At some point I got the itch to go chase another opportunity. This time it was with Torstein Hagen, the founder of Viking Cruises. At the time it was called Viking River Cruises because that’s what they did. His dream was to have an ocean cruise. He didn’t have one. And his challenge was: for me to have an ocean cruise, I need to sell out that cruise before I build the ship.

That was such an interesting challenge. I was inspired by his ambition. I said, that sounds awesome. I want to come on board and help sell out your ocean cruise ship so that you have enough deposits to build it. Working with these kinds of ideas from zero to sixty miles an hour—or whatever speed a business can get up to—has been a lot of fun.

Later, I went on to do more entrepreneurial ventures of my own. One was ForwardLine, where we were lending to small businesses. I didn’t get to hear every single story, but as a practice we worked to understand each business, their plans, their model. I got to engage with a lot of them just to hear their story: how did you get here, and what do you want to do next?

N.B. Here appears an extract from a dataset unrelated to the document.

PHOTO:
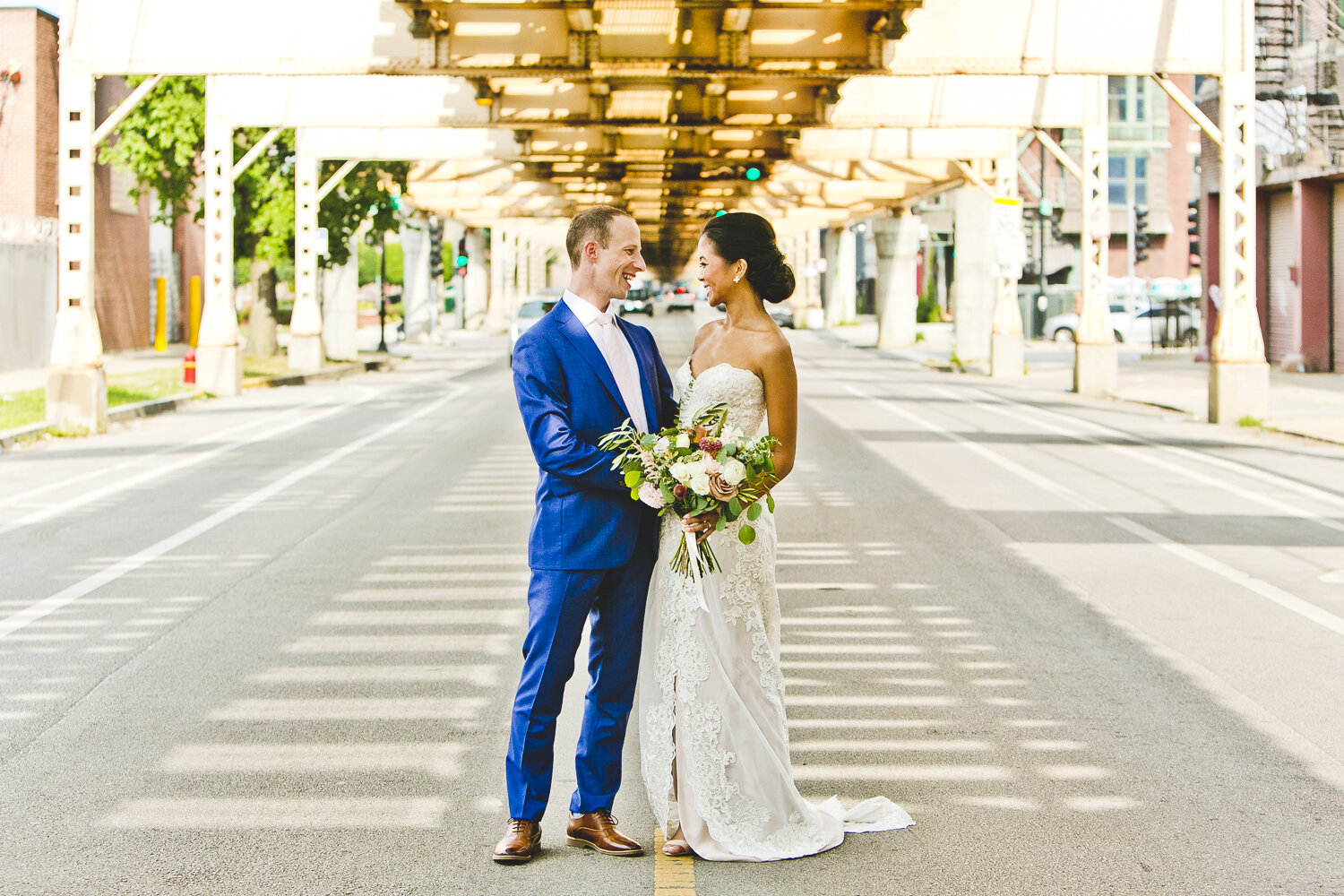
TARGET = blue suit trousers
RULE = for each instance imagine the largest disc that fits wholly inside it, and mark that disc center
(558, 602)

Those two conversations—very different and distinct—were an inspiration for me. They got me excited about the work I was doing then, and it translated into the work I’m doing with this book. Listening to people with vision, big or small. You don’t have to go build a cruise ship to have an exciting vision. What you need is a vision you’re personally excited about. That’s where the fun is.

Ashish Kothari:

I love it. There are so many parallels. You and I have known each other for a long while. I also came to the U.S. in ’97. I was a chemical engineer retrained by IBM in COBOL, brought to Chicago to solve Y2K. That was my first job. My second job, after IBM, was working for a company called Keane, where I was one of the three project managers leading the Y2K effort at ComEd, the largest utility in Illinois and that region.

 I was one of the three project leads. Talking about if you can learn something and know a little bit more than everybody else.

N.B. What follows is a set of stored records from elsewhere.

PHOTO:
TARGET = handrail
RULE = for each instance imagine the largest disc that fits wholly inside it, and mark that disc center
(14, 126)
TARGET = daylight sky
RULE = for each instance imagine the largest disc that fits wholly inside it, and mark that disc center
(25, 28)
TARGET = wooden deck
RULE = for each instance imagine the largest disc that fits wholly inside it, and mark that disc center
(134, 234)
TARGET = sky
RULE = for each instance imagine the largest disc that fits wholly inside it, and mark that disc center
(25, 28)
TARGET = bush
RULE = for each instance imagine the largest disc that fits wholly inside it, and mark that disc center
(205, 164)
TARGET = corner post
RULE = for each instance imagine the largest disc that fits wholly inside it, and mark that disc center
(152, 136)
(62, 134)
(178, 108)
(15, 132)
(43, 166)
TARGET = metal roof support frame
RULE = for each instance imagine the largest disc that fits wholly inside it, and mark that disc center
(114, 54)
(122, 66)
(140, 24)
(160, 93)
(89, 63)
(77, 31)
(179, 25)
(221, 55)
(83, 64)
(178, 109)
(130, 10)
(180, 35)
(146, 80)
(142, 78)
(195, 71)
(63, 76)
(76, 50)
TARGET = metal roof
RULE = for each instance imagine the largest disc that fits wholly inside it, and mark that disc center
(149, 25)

I was 24 years old, and I had people on my team whose kids were older than me. And with only six months of COBOL training, I was the project lead.

Sri Kaza:

Oh my gosh.

Ashish Kothari:

They had 30 years of experience.

Sri Kaza:

But it turns out you taking the time for those six months helped everybody around you. Going in and being helpful, saying, “I bring something unique and different.” Others could still do their job, but together you could do something bigger and better.

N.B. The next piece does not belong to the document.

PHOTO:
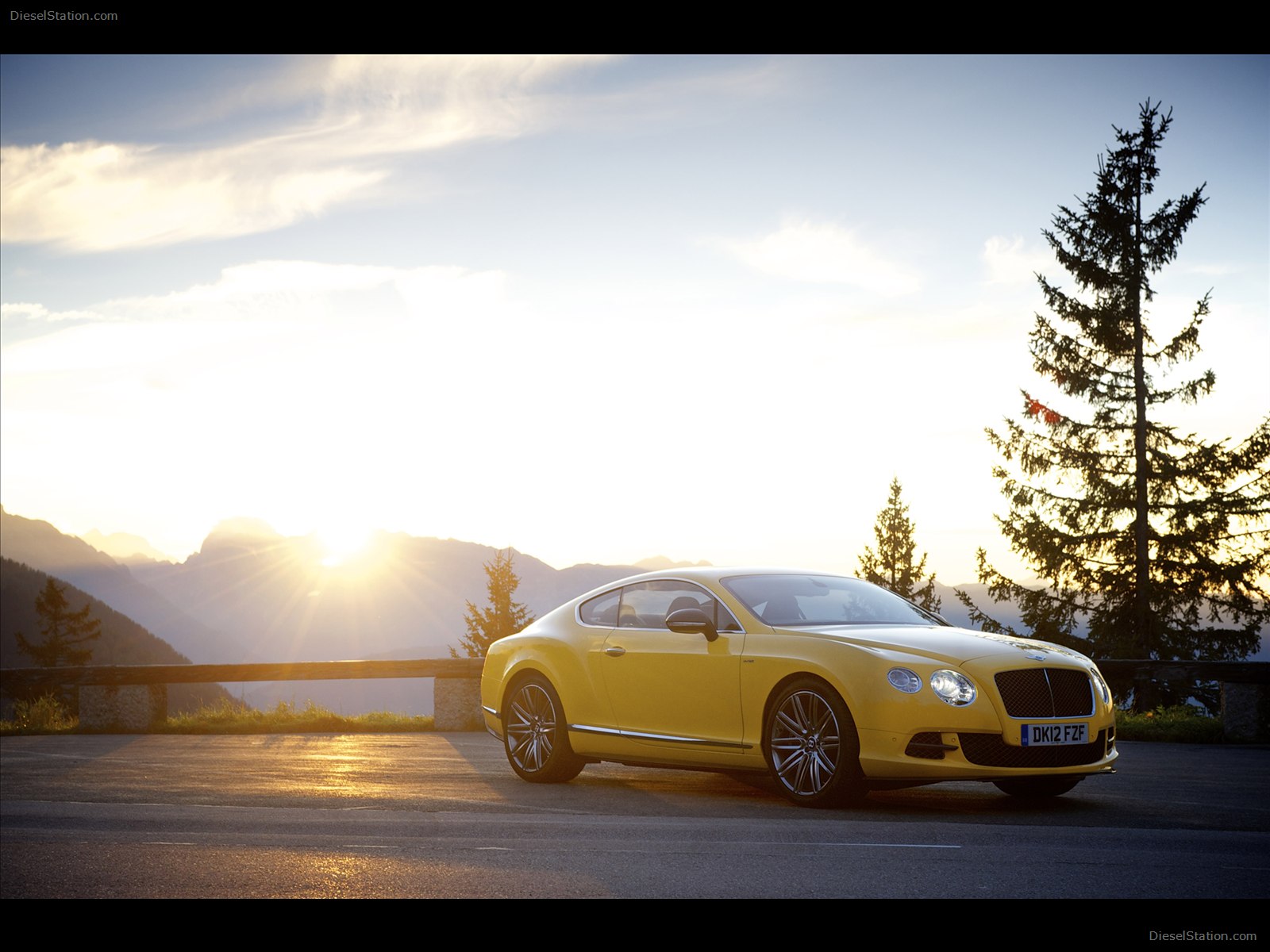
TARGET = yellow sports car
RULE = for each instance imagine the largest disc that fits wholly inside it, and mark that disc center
(832, 685)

Even today, if you put someone young or inexperienced into the mix and give them responsibility, if they step up and deliver, they can make a big difference. It could change a lot. That is in our age, by the way—well, I’m still 20-something up here. Approaching the world that way gives you so much more enjoyment out of what you can create and do.

Ashish Kothari:

Absolutely. Especially now, the gap between knowledge and practice has shrunk. With AI, you don’t need ten years to learn digital marketing. It’s all there. You just need to be willing to take it, try it, learn from it, and significantly accelerate your own learning. That is such an important skill—adaptability, resilience, learning—has become so powerful.

Sri Kaza:

 Yeah.

Ashish Kothari:

But we go off, we diverge a bit. I’m really passionate about the small and medium business space, like you. They have it really hard. They’re much less productive because they struggle to attract talent. They don’t have the brand, they don’t have the scale. And all the advice out there is about trying to do better than the big guy by playing the same game. But you can’t defeat a sumo if you’re small by trying to act like a sumo.

Sri Kaza:

Right. You can eat all of the nabe and all of the fish that you want. You’re never going to get as big as those guys. You’re just going to get full.

Ashish Kothari:

Exactly. In your book you outline a very different approach. You call it the Underdog Principles. Don’t fight the big dog by pretending to be a bigger dog. Do it differently. Walk us through those three principles—propositioning, proximity, and purpose—and maybe bring it to life with a business story that captures it.

Sri Kaza:

Yeah. I think the principles—the reason I picked these and the reason the data and insights floated them to the top—is that every small business, successful or not, that I’d interacted with had these principles at their access. Big companies don’t.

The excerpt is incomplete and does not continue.